Wyatt Tee Walker (born 1929) is a minister and civil rights activist. In 1953 he became pastor of Gillfield Baptist Church in Petersburg, Virginia. He was president of the local NAACP chapter and state director of the Congress of Racial Equality (CORE). In 1959 he organized the Prayer Pilgrimage for Public Schools, a protest against Virginia's efforts to block school integration. He served as the first full-time executive director of the Southern Christian Leadership Conference from 1960 to 1964; he also served as Martin Luther King, Jr.'s chief of staff. He is credited by Taylor Branch with being the architect of the Birmingham campaign of the early 1960s. After leaving the SCLC, he became vice president and later president of the Negro Heritage Library, a publishing venture devoted to getting African American history into school curricula. He was appointed Special Assistant on Urban Affairs to the governor of New York in 1965. From 1967 until his retirement in 2004, he served as senior pastor of Canaan Baptist Church of Christ in Harlem. He was active in the anti-apartheid movement with the American Committee on Africa.
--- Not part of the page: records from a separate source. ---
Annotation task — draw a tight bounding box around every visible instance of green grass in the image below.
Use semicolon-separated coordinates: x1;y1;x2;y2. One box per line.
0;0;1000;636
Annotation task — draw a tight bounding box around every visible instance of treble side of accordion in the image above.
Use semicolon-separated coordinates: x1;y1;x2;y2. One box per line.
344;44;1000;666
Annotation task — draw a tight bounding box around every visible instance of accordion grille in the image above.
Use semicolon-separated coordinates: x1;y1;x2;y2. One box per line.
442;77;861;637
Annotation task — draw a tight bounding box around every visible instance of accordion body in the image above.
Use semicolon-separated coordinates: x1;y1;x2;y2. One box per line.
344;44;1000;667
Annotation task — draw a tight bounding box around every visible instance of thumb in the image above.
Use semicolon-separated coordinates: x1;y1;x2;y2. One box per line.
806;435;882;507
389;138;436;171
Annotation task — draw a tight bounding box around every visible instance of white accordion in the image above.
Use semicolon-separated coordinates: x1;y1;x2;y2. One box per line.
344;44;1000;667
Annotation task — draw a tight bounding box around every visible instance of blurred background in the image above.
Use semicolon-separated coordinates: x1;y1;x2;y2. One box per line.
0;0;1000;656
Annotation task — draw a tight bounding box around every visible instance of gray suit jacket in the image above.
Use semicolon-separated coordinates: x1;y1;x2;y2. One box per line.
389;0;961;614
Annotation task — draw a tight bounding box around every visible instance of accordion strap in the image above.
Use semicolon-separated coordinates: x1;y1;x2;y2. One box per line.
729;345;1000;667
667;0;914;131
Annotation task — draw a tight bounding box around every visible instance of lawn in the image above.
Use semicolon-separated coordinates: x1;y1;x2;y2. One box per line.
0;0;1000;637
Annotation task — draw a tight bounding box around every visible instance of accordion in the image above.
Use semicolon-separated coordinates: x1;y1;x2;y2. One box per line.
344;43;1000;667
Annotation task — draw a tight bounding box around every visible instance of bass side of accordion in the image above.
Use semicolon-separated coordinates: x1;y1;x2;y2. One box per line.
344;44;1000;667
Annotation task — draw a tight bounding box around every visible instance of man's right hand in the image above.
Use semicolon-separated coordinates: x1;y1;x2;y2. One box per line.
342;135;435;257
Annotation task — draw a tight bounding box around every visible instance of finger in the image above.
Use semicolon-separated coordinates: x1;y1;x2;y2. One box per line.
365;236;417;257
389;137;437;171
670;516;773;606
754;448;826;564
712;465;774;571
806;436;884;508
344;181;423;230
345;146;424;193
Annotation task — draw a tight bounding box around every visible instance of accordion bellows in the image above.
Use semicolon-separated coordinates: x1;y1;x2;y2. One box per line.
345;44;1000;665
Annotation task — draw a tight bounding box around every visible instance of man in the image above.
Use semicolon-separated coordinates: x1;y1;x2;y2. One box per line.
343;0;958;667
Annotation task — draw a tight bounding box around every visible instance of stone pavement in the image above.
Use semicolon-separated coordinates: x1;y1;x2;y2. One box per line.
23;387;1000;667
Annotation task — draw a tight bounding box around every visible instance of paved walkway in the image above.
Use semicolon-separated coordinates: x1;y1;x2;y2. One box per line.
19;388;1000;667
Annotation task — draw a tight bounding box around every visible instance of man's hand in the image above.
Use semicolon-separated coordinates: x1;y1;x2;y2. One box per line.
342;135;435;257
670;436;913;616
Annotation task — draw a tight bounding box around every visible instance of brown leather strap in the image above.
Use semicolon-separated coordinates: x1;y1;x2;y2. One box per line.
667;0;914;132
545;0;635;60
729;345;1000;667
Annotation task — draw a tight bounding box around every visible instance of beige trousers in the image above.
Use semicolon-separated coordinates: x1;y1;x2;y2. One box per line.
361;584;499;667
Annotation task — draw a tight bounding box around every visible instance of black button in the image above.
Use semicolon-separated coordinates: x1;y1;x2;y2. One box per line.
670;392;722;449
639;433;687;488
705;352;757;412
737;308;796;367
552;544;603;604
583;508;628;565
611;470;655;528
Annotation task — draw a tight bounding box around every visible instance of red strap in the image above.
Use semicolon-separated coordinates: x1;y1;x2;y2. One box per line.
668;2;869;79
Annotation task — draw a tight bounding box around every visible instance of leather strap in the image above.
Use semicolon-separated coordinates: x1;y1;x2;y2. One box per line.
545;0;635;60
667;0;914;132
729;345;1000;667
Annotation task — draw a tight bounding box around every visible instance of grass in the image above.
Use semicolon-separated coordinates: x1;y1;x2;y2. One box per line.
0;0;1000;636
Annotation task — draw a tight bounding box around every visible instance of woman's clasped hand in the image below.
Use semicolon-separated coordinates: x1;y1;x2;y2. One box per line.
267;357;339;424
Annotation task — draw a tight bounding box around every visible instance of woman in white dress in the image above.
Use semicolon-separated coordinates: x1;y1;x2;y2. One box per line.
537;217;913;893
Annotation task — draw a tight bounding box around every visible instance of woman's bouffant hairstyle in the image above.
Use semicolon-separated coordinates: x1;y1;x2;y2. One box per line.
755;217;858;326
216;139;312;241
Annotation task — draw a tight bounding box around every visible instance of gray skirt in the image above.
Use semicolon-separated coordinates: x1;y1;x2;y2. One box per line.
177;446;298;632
Image: Original caption: Wyatt Tee Walker, Executive Director of SCLC, meets with other civil rights activists after the assassination of Martin Luther King Jr..  April, 1968.  Copyright: Flip Schulke/ Corbis.

Abstract

 

Walker discusses how advances in communication technology along with the Second World War have helped black Americans realize the problems in their communities and have pushed them to become involved in the civil rights movement. He provides his opinion that after a period of reconciliation, relations between blacks and whites in the South may actually become closer than those in the North.  Walker considers Abraham Lincoln as a historic figure, current movements to desegregate public schools, and his involvement with the creation of an encyclopedia of African American life and culture. Walker discusses the role of leadership in the civil rights movement, including Martin Luther King, Jr.'s position as a centralized leader. He also describes demonstrations in Birmingham, Alabama and explains how he and other leaders prevented an explosion of violence among black protesters.